Lebanon will be freed of Syrian influence only when the Shiite community--large, powerful, and capable--decides to free it. Hezbollah has a lot of clout in that community and it knows it is the target of the American-Israeli alliance. Nabih Berri, Speaker of Parliament and head of the rival Shiite political party Amal, would probably be more open to the American part of that alliance; but it is highly unlikely that he would risk an intra-Shiite civil war (Amal v. Hezbollah) to please the Americans. (He would be portrayed as an Israeli agent, an ominous portrayal. And he doesn't have the credibility of Hezbollah, which is nearly corruption-free.)
In short, Lebanon will not be freed of Syrian influence when the Americans, in order to pressure the Syrians, convert the believers, and get a Lebanese leader excited--and then murdered, without American protection.
OH! OH!-WHAT-A-ROT-ISRAEL'S-IN
D E S P E R A T I O N
Vice President Cheney a couple of months ago, in desperation, threatened an Israeli strike against Iranian nuclear sites.

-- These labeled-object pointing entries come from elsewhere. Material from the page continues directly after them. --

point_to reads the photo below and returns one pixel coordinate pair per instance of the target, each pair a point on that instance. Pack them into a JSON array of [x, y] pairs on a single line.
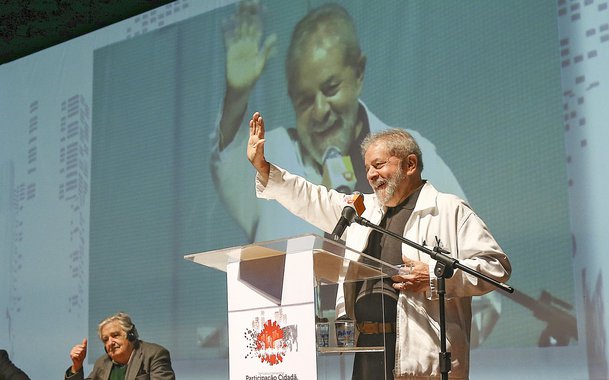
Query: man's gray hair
[[398, 142]]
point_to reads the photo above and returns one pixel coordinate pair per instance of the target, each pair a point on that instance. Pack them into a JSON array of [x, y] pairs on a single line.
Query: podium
[[280, 295]]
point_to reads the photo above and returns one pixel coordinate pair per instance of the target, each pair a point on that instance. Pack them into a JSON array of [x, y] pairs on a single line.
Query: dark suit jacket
[[149, 362], [9, 371]]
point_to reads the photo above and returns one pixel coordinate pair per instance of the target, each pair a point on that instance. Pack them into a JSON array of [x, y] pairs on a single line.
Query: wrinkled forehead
[[377, 151]]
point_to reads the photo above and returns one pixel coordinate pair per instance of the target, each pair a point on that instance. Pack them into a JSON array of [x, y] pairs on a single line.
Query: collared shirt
[[118, 371]]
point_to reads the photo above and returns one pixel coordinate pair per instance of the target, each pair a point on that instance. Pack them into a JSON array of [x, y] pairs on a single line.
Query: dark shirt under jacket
[[377, 298]]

General Abizaid recently revived this threat. That is desperation.
Israel can't even get its house in order, let alone engage in some machismo air strikes for which it's assured to pay a high price for it at home. (The fact that it built a wall instead of engaging its Palestinians with good faith and generous concessions tells you how desperate it's become.) And the Iranians already had sent the message loud and clear to the U.S. intelligence services that an attack by Israel will be treated as an attack by the United States. (Refer to prior articles in SPC.)
Machismo. Huh. What a joke. Israel assassinates a Hamas official in Damascus and gets over thirty of its citizens blown up in Taba. (A reliable and exact figure isn’t available. Mr. Sharon's Likud blamed bombings on al-Qaeda, to avoid embarrassment at home. The Likud government has its own spin at work.) Israel now deals with a Palestinian President who is said to be an American representative, through and through. Good luck for him trying to subdue the Islamists, without a full Israeli withdrawal from pre-1967 Palestinian territories and the immediate stoppage of the expansion of settlements on the West Bank.
But all of this will not be enough. The Islamist resistance to occupation is taking a break, so to speak, giving Mr. Abbas the opportunity to obtain money for the starved Palestinian territories. He'd better flood Gaza and the West Bank with tons of cargo in aid and/or reparation. Otherwise, the third Intifadha will come faster than he thinks.